Connectix says that the software, called Virtual PC, allows Mac users to run Windows-based programs with greater performance and compatibility than other software-based emulators.
Mac users have grown accustomed to programs such as Web browsers being released for Windows systems anywhere from weeks to months ahead of Mac versions. With Virtual PC, they can now run Windows programs, though having a powerful Mac helps.
Emulators typically work by making the operating system pretend to be another operating system, like Windows 95 or DOS, but this method sometimes leads to hardware compatibility problems. Connectix says that Virtual PC supports all the hardware functions of a standard MMX Pentium-based PC by making a PowerPC-based computer pretend to be a PC. With Virtual PC, the Windows 95 or Windows 3.11 operating system itself is actually installed on the Mac, and third-party programs are actually running in Windows.

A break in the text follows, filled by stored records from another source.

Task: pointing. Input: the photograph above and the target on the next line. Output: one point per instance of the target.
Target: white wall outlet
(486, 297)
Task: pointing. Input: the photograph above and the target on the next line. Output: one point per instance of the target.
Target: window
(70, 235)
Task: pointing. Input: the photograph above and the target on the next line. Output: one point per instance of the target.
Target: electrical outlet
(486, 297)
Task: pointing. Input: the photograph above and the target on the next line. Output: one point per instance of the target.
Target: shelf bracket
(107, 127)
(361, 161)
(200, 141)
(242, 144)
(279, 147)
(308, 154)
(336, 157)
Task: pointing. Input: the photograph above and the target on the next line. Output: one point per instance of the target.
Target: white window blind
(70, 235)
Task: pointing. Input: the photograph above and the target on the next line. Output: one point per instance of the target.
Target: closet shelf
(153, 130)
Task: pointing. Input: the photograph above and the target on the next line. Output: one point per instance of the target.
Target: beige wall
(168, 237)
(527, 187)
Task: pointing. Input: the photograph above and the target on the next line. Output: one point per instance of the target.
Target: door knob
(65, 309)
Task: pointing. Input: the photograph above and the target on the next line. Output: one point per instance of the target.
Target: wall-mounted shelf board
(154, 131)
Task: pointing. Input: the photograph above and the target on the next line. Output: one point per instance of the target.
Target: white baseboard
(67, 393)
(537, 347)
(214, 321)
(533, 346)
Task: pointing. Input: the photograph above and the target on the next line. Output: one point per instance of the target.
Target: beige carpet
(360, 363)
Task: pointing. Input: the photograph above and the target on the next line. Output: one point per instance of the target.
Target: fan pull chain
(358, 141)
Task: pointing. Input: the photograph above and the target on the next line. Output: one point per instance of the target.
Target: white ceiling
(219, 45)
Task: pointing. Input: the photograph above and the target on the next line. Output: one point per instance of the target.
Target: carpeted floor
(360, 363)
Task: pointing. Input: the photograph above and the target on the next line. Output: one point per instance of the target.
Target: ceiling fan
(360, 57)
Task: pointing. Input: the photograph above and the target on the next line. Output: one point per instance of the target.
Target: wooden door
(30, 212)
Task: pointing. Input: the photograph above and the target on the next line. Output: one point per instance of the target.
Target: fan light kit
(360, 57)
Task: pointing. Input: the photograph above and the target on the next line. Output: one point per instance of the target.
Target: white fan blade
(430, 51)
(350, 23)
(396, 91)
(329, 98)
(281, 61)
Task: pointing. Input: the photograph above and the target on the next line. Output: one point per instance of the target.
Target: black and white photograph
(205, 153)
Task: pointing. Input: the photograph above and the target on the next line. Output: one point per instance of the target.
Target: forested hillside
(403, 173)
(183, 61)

Motorola will be bundling Virtual PC with all StarMax Pro systems sold in the U.S. and Canada, although users will have to purchase the Windows operating system separately. Umax will offer the software on most of its systems and will include the predecessor of Windows, called DOS. Power Computing customers opting for Virtual PC will have Windows 95 included in the package.
A company called Newer Technology, which offers processor upgrades for Mac systems, will also sell the software.